Hibernating bears' ability to regulate insulin narrowed down to eight proteins

Feeding honey to hibernating bears helped Washington State University researchers find the potential genetic keys to the bears' insulin control, an advance that could ultimately lead to a treatment for human diabetes.

Every year, bears gain an enormous amount of weight, then barely move for months, behavior that would spell diabetes in humans, but not for bears whose bodies can turn insulin resistance on and off almost like a switch. In the hunt for the bears' secret, scientists at WSU observed thousands of changes in gene expression during hibernation, but now a research team has narrowed that down to eight proteins.

"There seem to be eight proteins that are working either independently or together to modulate the insulin sensitivity and resistance that's seen in hibernating bears," said Joanna Kelley, a WSU evolutionary geneticist and corresponding author of the study published in iScience. "All of these eight proteins have human homologues. They're not unique to bears. The same genes are in humans, so that means maybe there's a direct opportunity for translation."

The research team analyzed changes in bear cell cultures that were exposed to blood serum drawn from grizzly bears housed at the WSU Bear Center. Both the cells and the blood serum were taken from the bears during active and hibernating seasons as well as from an interrupted hibernation period when researchers fed the bears honey-water.
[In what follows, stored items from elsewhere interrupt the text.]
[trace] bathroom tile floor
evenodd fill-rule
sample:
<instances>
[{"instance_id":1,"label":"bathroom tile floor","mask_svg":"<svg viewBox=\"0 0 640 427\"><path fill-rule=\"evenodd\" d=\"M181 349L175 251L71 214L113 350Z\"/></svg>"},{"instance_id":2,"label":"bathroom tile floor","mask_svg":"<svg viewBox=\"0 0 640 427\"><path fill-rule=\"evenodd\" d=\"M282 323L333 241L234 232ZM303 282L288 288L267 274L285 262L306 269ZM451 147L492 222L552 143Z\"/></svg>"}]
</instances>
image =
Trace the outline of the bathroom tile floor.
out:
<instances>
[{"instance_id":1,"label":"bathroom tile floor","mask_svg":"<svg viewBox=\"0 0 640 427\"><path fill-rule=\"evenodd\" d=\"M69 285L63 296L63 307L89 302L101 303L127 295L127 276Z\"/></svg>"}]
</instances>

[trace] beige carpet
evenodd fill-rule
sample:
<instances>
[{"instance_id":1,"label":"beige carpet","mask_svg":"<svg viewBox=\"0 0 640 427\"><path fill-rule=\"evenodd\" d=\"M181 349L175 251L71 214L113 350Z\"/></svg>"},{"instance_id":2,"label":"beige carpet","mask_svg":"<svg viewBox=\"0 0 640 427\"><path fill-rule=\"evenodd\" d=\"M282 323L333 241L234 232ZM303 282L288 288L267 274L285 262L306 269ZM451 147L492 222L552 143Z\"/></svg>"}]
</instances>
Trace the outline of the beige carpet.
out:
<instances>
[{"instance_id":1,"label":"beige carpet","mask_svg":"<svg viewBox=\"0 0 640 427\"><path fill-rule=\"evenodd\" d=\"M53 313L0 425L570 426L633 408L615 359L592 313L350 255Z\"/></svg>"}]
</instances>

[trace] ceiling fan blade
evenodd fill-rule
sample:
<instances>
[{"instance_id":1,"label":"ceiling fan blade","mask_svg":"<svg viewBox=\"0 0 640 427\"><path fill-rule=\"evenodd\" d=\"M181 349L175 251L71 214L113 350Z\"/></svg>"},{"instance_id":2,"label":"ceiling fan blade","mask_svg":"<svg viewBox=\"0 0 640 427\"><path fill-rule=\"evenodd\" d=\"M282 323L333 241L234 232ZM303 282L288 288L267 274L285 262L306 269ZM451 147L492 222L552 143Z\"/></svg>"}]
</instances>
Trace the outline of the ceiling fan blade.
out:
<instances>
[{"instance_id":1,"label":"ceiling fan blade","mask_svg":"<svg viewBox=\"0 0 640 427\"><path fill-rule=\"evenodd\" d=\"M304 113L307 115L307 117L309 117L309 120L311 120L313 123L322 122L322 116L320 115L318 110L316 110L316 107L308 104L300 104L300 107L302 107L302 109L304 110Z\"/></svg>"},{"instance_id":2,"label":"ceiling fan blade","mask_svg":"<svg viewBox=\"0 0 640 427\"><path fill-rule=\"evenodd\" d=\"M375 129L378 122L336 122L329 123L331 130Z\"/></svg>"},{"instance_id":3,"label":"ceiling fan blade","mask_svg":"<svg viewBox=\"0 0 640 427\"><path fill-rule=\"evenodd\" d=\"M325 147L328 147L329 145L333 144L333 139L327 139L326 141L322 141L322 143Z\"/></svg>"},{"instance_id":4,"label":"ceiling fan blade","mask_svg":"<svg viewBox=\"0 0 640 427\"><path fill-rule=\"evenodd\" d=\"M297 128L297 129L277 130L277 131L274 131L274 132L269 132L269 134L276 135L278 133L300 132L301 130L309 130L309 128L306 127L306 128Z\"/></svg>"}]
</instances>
In the lab, the researchers combined different cell cultures and serums, such as a cell culture from a hibernation season with serum from the active season, to analyze the genetic changes that occurred.

Through all the combinations, it was the serum from the mid-hibernation feeding period that helped the most in identifying the key proteins.

"By feeding the bears just for two weeks during hibernation, it allowed us to control for other things like daylength and temperature as well as food availability," Kelley said.

Bears do typically get up and move a little during hibernation, but they usually do not eat, urinate or defecate. The researchers used these waking moments to offer the bears honey-water, one of their favorite treats, as part of another study, which found the extra sugar did disrupt their hibernation behavior. Kelley and her colleagues then used the samples from that study period to do their genetic analysis.

When the researchers put the serum from the disrupted hibernation onto a cell culture taken from regularly hibernating bears, they found that those cells started to exhibit changes in gene activity similar to that of active season cells.

Next, the team plans to investigate how those proteins specifically work to reverse insulin resistance, research which could ultimately lead to the development of ways to prevent or treat human diabetes.

"This is progress toward getting a better understanding of what's happening at the genetic level and identifying specific molecules that are controlling insulin resistance in bears," said Blair Perry, the study's co-first author and a WSU post-doctoral researcher.

The tools for understanding genetics are becoming more sophisticated, and recently Kelley, Perry and their colleagues published an updated genome assembly for brown bears, of which grizzly bears are a subspecies. This more complete, contiguous genome may help provide even better insights into bear genetics including how they manage hibernation.

"There's inherent value to studying the diversity of life around us and all of these unique and strange adaptations that have arisen," said Perry, who has also studied the genetic makeup of snake venom. "By understanding the genomic basis of these adaptations, we gain a better understanding of what we share with other species, and what makes us unique as humans."

Other researchers on this study include co-first author Michael Saxton along with co-authors Brandon Evans Hutzenbiler, Shawn Trojahn, Alexia Gee, Anthony Brown, Omar Cornejo, Charles Robbins and Heiko Jansen all of WSU as well as Michael MacCoss, Gennifer Merrihew and Jea Park of University of Washington.